In the distributed framework, tree induction is accomplished through a partial tree generation process and an Agent-Mediator communication mechanism, such as shown in FIG. 4 that executes the following steps:
1. Clustering starts with the mediator 12 issuing a call to all the agents 10 to start the mining process.
2. Each agent 10 then starts the process of mining its own local data by finding the feature (or attribute) that can best split the data into cluster and non-cluster classes (i.e. the attribute with the highest information gain).
3. The selected attribute is then sent as a candidate attribute to the mediator 12 for overall evaluation.
4. Once the mediator 12 has collected the candidate attributes of all the agents 10, it can then select the attribute with the highest information gain as the winner.
5. The winner agent 10 (i.e. the agent whose database includes the attribute with the highest information gain) will then continue the mining process by splitting the data using the winning attribute and its associated split value. This split results in the formation of two separate clusters of data (i.e. those satisfying the split criteria and those not satisfying it).
6. The associated indices of the data in each cluster are passed to the mediator 12 to be used by all the other agents 10.
7. The other (i.e. non-winner) agents 10 access the index information passed to the mediator 12 by the winner agent 10 and split their data accordingly.
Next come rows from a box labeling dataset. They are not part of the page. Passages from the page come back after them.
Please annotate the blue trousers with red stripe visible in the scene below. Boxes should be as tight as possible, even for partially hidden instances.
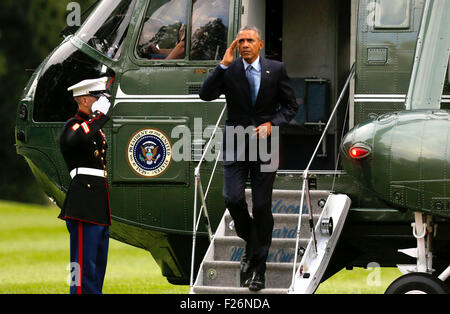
[66,219,109,294]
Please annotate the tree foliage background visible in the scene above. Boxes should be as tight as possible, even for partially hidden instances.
[0,0,95,203]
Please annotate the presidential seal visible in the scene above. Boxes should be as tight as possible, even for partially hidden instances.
[127,129,172,178]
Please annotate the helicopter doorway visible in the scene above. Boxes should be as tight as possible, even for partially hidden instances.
[241,0,351,170]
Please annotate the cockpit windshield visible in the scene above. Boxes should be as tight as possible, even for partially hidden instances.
[76,0,136,60]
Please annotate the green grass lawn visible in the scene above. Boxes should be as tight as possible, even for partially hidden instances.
[0,202,400,294]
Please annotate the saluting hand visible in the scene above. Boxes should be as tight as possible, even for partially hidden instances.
[220,38,238,66]
[92,96,111,114]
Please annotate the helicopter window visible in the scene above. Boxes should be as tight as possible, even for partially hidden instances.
[77,0,136,60]
[190,0,230,60]
[136,0,189,60]
[375,0,411,29]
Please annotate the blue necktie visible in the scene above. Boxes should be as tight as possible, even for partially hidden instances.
[245,65,257,105]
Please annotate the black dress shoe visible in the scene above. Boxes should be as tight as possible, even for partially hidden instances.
[248,272,266,291]
[240,256,252,287]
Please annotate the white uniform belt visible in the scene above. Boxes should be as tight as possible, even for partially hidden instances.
[70,168,106,179]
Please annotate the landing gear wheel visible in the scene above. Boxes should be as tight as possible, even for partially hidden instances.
[385,273,450,294]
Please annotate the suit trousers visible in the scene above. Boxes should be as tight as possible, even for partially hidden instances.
[66,219,109,294]
[223,161,276,274]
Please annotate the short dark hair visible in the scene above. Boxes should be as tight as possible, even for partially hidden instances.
[239,25,262,40]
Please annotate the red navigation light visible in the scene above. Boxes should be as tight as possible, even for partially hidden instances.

The mining process then continues by repeating the process of candidate feature selection by each of the agents 10.
8. Meanwhile, the mediator 12 is generating the classification rules by tracking the attribute/split information coming from the various mining agents 10. The generated rules can then be passed on to the various agents 10 for the purpose of presenting them to the user through advanced 3D visualization techniques.
Clustering has become an increasingly essential Business Intelligence task in domains such as marketing and purchasing assistance, multimedia as well as many others. In many of these areas, the data are originally collected at distributed databases. In order to extract clusters out of these databases the expensive and time-consuming data warehousing step is required, where data are brought together and then clustered.
One exemplary application of one form of the method for clustering data is for marketing products to customers. Different divisions of a company maintain various databases on customers. The databases are owned by multiple parties that guard confidential information contained in each database. For example, the marketing division of a company won't share its data as it contains important strategic information like the customer segments who responded most frequently to high-profile campaigns. The product design division maintains its own database and would like to see the marketing data as they target certain demographics for new product features.
The goal is to cluster the entire distributed data, without actually first pooling this data from the two divisions.
One form of the clustering method can be used to generate cluster descriptions of customer segments across these data sources that will help to answer questions such as: What will customers buy?; What products sell together?; What are the characteristics of customers that are at risk for churning?; What are the characteristics of marketing campaigns that are successful? These questions can be answered by analyzing the rule based descriptions of the clustered data.
The customer databases may also represent different web portals. Users of a web application on a specific portal can follow a variety of paths through the portal. The method and system can analyze distributed data and can find patterns that represent a sequence of pages through the site. Such distributed data represents one or more sequences of visited pages and clock stream elements. These patterns can be analyzed to determine if some paths are more profitable than others.
It should be appreciated that the above example is an application of one form of the present method and system. It should be understood that variations of the method are also contemplated as understood by those skilled in the art. Furthermore, it should be understood that the methods described herein may be embodied in a system, such as a computer, network and the like as understood by those skilled in the art. The system may include one or more processing units, hard drives, RAM, ROM, other forms of memory and other associated structure and features as understood by those skilled in the art. It should be understood that multiple processing units may be used in the system such that one processing units performs certain functions at one data locale, a second processing unit performs certain functions at a second data locale and a third processing unit acts as a mediator.
The matter set forth in the foregoing description and accompanying drawings is offered by way of illustration only and not as a limitation. While particular embodiments have been shown and described, it will be obvious to those skilled in the art that changes and modifications may be made without departing from the broader aspects of applicants' contribution. The actual scope of the protection sought is intended to be defined in the following claims when viewed in their proper perspective based on the prior art.

Claims

1. A method for distributed data clustering comprising the steps of:

providing data points each having at least one attribute;

determining a two class set of data including data to be clustered and non-cluster data;

determining an overall best attribute selection from each of a plurality of clustering agents whereby the overall best attribute selection has the highest overall information gain containing data to be clustered;

creating a rule based on the overall best attribute;

splitting the data points into at least two groups;

creating a plurality of subsets wherein each subset contains data from only one class; and

outputting complete rules whereby the data points are all located in the subsets.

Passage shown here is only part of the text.